Video-Bench only supports assessments of the following dimensions: 'aesthetic_quality', 'imaging_quality','temporal_consistency', 'motion_effects','color', 'object_class', 'scene', 'action', 'video-text consistency'
This evaluation mode assesses videos generated by various video generation models using the prompt suite defined in our HAbench_full.json. Video-Bench supports evaluating videos produced by our preselected seven generation models as well as any additional models specified by the user.

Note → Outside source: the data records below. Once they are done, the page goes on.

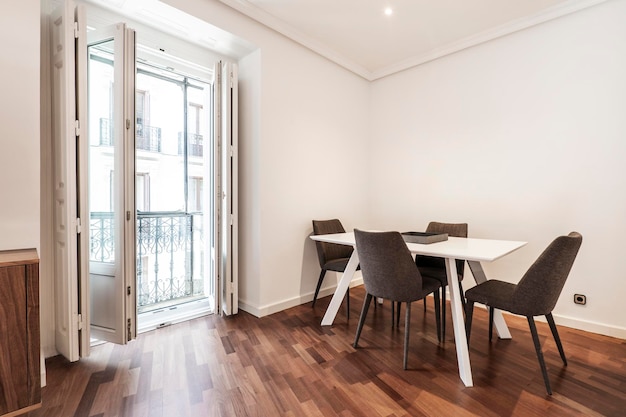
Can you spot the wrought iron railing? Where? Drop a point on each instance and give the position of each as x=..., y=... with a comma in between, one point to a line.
x=170, y=259
x=195, y=145
x=147, y=138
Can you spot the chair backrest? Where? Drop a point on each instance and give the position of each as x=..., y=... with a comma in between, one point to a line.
x=452, y=229
x=327, y=252
x=387, y=265
x=540, y=287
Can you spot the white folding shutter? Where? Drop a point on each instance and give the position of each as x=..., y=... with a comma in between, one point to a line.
x=226, y=155
x=64, y=162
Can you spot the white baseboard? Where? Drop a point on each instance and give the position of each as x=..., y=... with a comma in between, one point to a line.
x=292, y=302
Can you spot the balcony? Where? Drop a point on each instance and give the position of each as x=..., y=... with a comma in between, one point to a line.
x=195, y=145
x=170, y=262
x=147, y=138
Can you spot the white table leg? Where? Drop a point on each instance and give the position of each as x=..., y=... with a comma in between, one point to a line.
x=498, y=319
x=460, y=339
x=340, y=291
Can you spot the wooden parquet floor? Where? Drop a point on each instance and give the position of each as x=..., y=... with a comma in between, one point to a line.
x=287, y=364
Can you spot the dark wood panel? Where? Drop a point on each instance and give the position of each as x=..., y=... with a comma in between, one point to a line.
x=13, y=344
x=33, y=334
x=287, y=364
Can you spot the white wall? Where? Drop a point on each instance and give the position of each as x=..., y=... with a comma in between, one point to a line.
x=19, y=124
x=524, y=138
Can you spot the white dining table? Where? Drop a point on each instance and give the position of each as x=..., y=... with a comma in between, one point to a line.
x=473, y=250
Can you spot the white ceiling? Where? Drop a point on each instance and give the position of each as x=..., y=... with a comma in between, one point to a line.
x=359, y=36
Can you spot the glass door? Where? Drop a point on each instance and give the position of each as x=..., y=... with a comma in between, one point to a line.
x=110, y=102
x=172, y=126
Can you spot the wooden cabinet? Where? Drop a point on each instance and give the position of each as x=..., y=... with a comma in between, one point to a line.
x=20, y=378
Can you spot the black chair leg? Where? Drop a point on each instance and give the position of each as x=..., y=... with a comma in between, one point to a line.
x=469, y=313
x=443, y=313
x=557, y=339
x=542, y=364
x=398, y=314
x=407, y=325
x=438, y=311
x=366, y=305
x=491, y=309
x=319, y=285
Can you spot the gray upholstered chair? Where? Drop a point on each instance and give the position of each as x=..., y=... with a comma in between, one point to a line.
x=389, y=272
x=332, y=257
x=434, y=267
x=536, y=293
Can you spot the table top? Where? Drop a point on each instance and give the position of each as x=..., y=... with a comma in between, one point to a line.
x=471, y=249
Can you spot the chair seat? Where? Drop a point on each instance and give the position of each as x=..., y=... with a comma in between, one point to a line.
x=437, y=273
x=338, y=265
x=493, y=293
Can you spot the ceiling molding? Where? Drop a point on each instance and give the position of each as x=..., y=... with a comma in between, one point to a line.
x=551, y=13
x=254, y=12
x=292, y=33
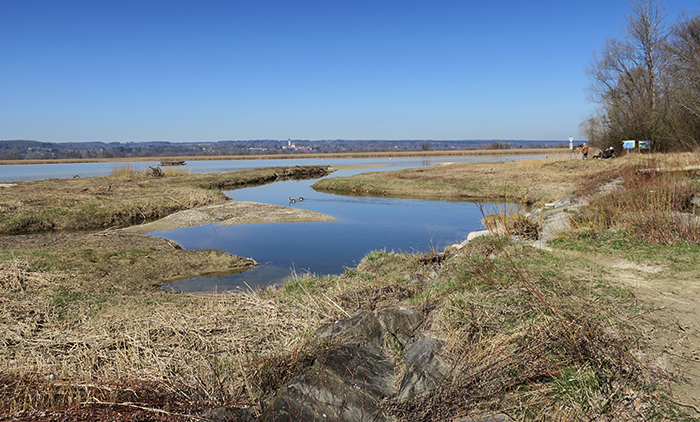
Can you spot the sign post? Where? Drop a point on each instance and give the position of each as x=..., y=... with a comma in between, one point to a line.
x=571, y=147
x=628, y=145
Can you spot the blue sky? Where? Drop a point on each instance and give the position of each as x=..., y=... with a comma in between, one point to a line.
x=207, y=70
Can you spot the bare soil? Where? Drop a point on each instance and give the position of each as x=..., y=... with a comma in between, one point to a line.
x=133, y=265
x=231, y=213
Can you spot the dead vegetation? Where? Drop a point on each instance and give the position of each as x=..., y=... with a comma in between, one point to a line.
x=533, y=334
x=124, y=198
x=526, y=182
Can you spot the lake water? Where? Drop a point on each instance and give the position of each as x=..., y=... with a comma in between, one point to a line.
x=364, y=223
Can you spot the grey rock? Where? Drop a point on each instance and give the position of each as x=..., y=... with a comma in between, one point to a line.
x=426, y=369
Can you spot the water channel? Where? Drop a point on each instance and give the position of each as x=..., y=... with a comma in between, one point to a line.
x=363, y=224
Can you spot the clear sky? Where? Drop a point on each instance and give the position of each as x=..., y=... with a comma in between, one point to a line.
x=208, y=70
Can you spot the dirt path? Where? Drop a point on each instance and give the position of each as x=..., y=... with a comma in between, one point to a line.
x=673, y=330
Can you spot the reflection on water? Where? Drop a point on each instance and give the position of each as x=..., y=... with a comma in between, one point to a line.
x=364, y=224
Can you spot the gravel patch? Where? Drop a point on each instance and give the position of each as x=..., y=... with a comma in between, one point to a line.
x=230, y=213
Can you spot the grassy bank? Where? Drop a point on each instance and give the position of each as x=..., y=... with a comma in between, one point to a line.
x=578, y=332
x=125, y=197
x=530, y=182
x=381, y=154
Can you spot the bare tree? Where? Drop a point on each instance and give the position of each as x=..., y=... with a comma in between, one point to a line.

To evaluate videos, simply specify the models to be tested in the --models parameter. For example, if you want to evaluate videos under modelname1
and modelname2
, use the following commands with --models modelname1 modelname2
python evaluate.py \
--dimension $DIMENSION \
--videos_path ./data/ \
--config_path ./config.json \
--models modelname1 modelname2
or
HAbench \
--dimension $DIMENSION \
--videos_path ./data/ \
--config_path ./config.json \
--models modelname1 modelname2
This mode allows users to evaluate videos generated from prompts that are not included in the Video-Bench prompt suite.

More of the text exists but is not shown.